Companies around the world are having these conversations. By their very nature, tech companies have more experience working with distributed teams. As such, their transition to even further virtualization and distributed workforces will be easier. More traditional companies that have been reliant upon the classic centralized workforce playbook and have struggled to adapt to the recent WFH mandates will continue to experience challenges, but the evolution is decidedly taking place.
6. The Virtualization of (almost) everything
Finally, as discussed above, the rapid migration of so much of what we do and how we interact to a virtual context is stretching our notions of what can exist virtually and what cannot It will also lead to new categories of experiences that will exist only in a virtual context. As VR/AR/Immersive Experience technologies improve, they will no longer be utilized to replicate a poor facsimile of an experience better had in person and in real time. Peloton is one company that’s pushing the boundaries in the fitness space by creating a user experience that’s more than just a grainy virtual reproduction of what attending an in-person spin class would be. Peloton — not a Catapult portfolio company; we’re just fans — has integrated novel technologies and features that create a rich user experience that even the most highly advanced state-of-the-art fitness facility would find difficult to match. Nowadays, fitness centers are scrambling to add technology features to their facilities to compete with Peloton.

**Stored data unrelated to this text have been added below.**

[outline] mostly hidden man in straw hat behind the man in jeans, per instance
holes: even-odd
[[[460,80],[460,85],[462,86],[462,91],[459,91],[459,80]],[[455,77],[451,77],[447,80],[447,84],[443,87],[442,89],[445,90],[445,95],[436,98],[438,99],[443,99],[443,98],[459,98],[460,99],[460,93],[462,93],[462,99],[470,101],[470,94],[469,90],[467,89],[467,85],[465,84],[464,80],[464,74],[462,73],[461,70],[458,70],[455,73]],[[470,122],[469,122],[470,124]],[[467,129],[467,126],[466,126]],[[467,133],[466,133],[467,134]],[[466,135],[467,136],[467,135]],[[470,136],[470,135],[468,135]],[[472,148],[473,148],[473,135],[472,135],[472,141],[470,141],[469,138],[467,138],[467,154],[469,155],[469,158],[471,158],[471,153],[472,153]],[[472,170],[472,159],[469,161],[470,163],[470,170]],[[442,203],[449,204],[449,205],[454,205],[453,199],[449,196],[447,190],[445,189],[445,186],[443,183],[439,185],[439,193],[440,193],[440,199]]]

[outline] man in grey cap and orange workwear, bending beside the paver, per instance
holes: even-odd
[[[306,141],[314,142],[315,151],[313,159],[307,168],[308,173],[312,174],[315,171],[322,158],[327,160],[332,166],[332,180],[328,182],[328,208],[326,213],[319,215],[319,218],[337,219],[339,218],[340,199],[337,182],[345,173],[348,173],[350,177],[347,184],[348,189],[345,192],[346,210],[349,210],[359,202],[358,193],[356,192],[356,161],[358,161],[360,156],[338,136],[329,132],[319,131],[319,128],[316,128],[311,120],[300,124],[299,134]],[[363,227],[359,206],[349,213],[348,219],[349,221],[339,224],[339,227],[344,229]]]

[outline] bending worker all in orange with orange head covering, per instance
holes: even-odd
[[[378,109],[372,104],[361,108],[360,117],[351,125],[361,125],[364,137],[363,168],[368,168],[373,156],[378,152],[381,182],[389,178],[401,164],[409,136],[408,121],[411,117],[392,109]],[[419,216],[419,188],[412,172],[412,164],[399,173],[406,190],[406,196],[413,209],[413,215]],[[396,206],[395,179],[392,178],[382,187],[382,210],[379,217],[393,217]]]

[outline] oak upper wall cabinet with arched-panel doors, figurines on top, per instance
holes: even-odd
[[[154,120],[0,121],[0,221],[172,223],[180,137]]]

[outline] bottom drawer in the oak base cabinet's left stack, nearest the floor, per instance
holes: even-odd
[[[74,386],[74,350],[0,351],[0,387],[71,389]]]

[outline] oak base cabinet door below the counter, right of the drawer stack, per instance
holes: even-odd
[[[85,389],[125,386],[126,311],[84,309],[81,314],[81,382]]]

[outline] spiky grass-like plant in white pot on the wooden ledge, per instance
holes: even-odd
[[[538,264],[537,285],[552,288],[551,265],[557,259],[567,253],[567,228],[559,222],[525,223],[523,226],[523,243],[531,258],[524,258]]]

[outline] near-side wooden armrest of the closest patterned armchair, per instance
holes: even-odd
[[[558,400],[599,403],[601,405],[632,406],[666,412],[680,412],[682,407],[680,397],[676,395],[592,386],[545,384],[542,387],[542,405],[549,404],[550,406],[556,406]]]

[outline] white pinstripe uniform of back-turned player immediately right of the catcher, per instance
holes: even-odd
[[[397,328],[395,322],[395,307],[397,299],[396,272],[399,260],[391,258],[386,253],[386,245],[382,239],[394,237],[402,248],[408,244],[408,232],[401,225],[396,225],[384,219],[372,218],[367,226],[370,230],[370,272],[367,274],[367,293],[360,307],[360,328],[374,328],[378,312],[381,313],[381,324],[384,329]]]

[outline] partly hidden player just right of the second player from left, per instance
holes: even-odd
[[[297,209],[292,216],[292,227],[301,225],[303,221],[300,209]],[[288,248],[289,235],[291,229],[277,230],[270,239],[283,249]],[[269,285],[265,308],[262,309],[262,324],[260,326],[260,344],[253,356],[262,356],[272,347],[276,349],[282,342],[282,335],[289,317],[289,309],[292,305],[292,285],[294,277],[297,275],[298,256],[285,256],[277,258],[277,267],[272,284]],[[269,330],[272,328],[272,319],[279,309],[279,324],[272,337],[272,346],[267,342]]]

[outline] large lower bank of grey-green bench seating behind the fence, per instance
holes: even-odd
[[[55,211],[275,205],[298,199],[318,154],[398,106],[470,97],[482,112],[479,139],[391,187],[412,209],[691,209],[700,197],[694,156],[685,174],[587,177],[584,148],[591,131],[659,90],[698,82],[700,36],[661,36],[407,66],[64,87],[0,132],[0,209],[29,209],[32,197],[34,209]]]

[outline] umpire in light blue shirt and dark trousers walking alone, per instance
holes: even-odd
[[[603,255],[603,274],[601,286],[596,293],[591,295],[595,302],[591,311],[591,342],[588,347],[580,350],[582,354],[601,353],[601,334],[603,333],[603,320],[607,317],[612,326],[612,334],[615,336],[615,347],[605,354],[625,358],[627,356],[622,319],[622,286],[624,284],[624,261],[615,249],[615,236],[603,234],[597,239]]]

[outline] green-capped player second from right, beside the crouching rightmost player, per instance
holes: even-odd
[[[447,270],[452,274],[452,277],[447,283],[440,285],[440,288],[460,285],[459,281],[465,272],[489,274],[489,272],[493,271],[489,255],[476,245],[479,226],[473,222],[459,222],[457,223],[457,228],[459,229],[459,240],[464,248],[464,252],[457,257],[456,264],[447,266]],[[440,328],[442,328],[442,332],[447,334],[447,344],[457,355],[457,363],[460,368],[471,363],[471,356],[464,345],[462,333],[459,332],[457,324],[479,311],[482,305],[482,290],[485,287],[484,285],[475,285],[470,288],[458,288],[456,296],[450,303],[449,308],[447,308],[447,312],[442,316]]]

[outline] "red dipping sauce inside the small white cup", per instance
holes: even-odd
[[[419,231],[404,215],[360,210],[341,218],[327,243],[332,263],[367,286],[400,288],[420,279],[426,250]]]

Given the rabid devotion of many of Peloton’s fans, the Company is clearly doing something right. Beyond just virtual representations of a brick a mortar experience, we expect to see a wave of new experiences — in entertainment, sports, education, healthcare, etc — designed entirely to be consumed virtually, with no brick and mortar counterpart. These experiences will leverage the idiosyncratic advantages of being virtual to make them unique which, by their very nature, will create competitive moats.
In conclusion, as saddened as we are by the human and economic toll of C19, we at Catapult remain sanguine about the future of tech innovation and the investment opportunities that will emerge from this crisis. The themes discussed here are just a handful of the trends and behavioral shifts that we are already witnessing and serve as a harbinger for what’s to come in the months and years ahead. We believe these themes will present enormous market opportunities for those investors and company leaders that stay the course.
As a famed investor commented during the last market reset, fortunes are made and lost during times of transition. The ‘fortunes made and lost’ part is a bit premature to assess, but we are certainly undergoing a time of profound transition. If history is any guide, the tech sector will withstand current market headwinds better than most and those investors and companies that remain disciplined and engaged will weather this storm and emerge stronger for having done so.